When one looks at the potential for Turkey’s membership in the EU, accession seems further away, if not impossible. The challenges for Turkey include a roller-coaster performance along democratic (political) acquis, the economic cost of enlargement, the Europeanness of Turkey, and the acquis communautaire. Once a promising potential member, Turkey has become a policy nightmare for the EU. Although the Copenhagen criteria represent the primary framework for accession, regional, and systemic developments further complicate such decision-making. For the political acquis, Turkish democracy has deteriorated to such an extent that it no longer meets the minimum requirements for membership.
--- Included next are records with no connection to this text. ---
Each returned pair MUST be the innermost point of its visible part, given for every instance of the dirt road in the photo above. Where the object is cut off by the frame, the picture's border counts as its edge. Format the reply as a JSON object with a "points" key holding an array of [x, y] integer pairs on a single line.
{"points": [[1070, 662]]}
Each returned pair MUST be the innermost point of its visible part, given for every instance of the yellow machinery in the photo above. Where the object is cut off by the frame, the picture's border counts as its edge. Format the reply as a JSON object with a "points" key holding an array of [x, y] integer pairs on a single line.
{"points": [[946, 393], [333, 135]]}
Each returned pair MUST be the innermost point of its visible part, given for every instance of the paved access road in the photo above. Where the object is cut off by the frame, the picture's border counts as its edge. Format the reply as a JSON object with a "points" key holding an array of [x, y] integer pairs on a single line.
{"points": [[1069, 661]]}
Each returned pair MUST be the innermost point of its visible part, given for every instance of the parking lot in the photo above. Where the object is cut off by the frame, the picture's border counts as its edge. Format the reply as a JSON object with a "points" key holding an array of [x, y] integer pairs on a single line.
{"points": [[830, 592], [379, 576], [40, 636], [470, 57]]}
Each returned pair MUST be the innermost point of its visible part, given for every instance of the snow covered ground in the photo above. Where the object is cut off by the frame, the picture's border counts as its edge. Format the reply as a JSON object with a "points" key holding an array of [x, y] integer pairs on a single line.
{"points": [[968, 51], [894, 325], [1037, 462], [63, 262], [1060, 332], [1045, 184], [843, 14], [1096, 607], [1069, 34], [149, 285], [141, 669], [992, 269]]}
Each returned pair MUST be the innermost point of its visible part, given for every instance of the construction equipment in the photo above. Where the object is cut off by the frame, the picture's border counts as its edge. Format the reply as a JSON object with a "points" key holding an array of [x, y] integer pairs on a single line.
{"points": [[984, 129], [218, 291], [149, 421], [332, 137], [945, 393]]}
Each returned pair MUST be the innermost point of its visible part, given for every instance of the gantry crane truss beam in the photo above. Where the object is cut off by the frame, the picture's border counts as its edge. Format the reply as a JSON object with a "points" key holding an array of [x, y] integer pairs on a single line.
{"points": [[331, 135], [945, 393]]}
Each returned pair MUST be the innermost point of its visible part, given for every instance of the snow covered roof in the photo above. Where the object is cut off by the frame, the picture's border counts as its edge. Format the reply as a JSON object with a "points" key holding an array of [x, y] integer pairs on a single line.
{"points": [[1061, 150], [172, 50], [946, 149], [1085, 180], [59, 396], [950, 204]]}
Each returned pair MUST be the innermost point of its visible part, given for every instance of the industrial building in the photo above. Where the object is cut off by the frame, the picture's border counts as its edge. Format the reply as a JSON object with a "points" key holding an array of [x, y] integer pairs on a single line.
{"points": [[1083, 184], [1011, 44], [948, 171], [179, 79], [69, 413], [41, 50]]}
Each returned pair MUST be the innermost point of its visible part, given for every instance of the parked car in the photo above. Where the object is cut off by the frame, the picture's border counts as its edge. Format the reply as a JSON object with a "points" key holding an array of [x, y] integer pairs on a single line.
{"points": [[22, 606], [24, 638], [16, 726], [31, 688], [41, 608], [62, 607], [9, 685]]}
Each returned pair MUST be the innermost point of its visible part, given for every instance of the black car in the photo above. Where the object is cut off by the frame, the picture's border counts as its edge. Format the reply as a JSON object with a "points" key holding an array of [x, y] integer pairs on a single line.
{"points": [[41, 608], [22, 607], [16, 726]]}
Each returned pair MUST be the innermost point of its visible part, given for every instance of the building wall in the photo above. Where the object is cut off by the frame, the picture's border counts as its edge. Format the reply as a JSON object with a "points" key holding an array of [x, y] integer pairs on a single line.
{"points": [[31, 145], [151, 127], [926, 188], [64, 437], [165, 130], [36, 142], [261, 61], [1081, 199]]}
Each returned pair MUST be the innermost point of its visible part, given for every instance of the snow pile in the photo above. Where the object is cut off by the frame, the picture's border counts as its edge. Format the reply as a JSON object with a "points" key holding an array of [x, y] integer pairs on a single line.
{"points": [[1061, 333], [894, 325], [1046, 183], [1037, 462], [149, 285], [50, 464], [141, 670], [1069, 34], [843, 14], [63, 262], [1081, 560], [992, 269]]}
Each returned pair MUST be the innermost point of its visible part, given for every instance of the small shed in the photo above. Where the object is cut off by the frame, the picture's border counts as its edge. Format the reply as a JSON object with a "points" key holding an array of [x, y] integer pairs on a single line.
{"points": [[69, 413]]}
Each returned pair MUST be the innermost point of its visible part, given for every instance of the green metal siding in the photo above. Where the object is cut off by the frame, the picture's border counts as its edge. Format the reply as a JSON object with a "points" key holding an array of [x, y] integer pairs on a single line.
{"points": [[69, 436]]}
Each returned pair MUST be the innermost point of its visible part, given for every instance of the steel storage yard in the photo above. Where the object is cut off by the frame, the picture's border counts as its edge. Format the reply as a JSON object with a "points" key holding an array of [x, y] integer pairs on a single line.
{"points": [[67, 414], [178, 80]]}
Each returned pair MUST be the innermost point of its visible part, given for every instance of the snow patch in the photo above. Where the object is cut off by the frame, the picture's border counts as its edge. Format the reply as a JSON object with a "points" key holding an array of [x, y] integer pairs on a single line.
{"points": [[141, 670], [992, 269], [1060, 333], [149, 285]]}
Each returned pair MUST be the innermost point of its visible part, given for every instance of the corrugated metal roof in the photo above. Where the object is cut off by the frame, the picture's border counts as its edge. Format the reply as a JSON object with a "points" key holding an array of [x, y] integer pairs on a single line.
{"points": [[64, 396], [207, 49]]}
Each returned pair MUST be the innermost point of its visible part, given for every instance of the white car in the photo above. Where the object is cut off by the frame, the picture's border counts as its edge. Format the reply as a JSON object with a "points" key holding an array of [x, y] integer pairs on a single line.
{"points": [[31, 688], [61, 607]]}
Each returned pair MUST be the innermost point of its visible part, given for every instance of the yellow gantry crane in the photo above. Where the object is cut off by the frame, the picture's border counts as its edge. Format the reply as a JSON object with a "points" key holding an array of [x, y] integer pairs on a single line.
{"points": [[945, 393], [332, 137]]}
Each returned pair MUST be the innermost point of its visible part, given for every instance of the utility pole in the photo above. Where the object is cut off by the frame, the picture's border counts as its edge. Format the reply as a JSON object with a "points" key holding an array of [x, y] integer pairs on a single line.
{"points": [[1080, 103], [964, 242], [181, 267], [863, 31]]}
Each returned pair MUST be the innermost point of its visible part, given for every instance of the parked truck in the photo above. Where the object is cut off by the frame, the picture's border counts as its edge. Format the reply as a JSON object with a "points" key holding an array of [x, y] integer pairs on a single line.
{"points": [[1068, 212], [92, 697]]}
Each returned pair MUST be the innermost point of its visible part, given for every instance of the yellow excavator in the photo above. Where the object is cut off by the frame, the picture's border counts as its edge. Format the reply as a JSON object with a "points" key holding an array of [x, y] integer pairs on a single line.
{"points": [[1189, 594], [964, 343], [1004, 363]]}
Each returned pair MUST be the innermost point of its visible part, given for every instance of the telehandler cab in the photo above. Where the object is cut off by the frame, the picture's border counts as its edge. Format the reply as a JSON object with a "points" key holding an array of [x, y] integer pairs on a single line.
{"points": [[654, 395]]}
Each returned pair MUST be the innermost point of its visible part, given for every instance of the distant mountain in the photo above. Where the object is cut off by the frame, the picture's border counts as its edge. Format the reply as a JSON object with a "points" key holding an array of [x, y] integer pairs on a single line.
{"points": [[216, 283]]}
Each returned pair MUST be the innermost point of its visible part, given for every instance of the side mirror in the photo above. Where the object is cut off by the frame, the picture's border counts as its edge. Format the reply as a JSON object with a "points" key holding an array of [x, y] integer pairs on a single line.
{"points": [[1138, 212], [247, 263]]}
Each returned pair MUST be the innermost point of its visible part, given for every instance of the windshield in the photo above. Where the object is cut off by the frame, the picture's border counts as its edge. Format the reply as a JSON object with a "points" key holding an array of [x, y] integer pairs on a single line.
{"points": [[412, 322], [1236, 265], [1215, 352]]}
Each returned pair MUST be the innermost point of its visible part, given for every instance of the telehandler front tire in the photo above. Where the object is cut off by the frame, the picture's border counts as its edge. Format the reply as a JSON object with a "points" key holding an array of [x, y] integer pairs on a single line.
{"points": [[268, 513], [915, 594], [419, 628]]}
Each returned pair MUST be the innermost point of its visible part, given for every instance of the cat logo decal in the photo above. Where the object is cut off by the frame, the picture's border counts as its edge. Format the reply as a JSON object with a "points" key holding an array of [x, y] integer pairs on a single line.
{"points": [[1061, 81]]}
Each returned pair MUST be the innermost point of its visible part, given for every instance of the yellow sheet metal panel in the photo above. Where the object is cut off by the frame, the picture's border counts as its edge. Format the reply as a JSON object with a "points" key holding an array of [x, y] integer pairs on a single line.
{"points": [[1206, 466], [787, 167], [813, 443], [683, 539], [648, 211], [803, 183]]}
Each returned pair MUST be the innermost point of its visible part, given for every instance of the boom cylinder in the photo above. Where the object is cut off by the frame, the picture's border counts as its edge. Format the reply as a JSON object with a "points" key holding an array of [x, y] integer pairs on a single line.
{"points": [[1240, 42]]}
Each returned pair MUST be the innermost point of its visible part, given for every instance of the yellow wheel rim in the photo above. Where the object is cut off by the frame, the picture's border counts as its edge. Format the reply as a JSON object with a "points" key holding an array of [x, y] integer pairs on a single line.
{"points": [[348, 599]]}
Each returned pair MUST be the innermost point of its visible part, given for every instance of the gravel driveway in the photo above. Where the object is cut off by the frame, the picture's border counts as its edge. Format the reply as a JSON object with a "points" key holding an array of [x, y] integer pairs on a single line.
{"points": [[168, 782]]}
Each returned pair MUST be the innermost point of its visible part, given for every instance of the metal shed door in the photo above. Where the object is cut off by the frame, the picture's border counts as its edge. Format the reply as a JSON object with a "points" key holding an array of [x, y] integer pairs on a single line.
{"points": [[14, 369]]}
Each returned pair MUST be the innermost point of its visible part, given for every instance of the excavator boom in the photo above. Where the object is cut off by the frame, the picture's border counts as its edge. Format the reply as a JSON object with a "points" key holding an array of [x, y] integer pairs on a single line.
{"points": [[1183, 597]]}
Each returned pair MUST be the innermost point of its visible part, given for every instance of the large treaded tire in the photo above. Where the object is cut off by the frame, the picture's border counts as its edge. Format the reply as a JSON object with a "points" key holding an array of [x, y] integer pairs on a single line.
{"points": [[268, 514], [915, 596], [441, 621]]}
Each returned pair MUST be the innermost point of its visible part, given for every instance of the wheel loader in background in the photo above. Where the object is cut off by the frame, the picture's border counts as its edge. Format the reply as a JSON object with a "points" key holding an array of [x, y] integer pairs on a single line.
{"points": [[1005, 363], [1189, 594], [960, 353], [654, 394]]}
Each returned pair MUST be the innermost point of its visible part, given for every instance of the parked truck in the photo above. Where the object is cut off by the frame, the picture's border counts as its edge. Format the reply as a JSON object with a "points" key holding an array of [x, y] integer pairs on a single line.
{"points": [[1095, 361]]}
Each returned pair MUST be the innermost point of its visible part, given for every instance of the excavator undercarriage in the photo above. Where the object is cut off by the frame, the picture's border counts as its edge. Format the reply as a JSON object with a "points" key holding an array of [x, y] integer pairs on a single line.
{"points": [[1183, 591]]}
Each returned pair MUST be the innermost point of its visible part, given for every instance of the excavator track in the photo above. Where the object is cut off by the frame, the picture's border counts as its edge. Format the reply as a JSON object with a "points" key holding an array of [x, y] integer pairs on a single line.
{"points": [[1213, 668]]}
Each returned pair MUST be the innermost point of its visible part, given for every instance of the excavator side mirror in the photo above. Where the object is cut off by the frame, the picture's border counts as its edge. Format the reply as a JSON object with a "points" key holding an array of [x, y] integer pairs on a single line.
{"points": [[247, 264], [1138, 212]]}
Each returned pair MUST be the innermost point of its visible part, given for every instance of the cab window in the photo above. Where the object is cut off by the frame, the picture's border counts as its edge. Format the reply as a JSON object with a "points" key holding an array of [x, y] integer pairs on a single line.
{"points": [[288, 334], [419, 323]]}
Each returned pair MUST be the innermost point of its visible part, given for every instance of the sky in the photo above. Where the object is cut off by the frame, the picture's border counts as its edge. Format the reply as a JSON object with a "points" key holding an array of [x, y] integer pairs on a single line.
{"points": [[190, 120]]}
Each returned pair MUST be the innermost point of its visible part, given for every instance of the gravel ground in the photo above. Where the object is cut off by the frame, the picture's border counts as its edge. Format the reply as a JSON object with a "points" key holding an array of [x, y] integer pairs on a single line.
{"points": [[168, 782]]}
On the economic front, Turkey remains one of the EU’s most important trade and investment partners. However, the Turkish economy is showing severe signs of overheating coupled with the falling value of the Turkish lira. Furthermore, the Turkish public is increasingly moving away from the Europeans in terms of social values that dominate the general population. Instead of the convergence of societal benefits, there is a growing gap between Turks and other Europeans. Furthermore, there is a growing sentiment among Turks that the EU leaders are not interested in having Turkey join the Union. Finally, Turkey and the EU need to find a permanent solution to such problems as the refugee crisis, EU–NATO partnership, Cyprus, and bilateral disputes between Greece and Turkey.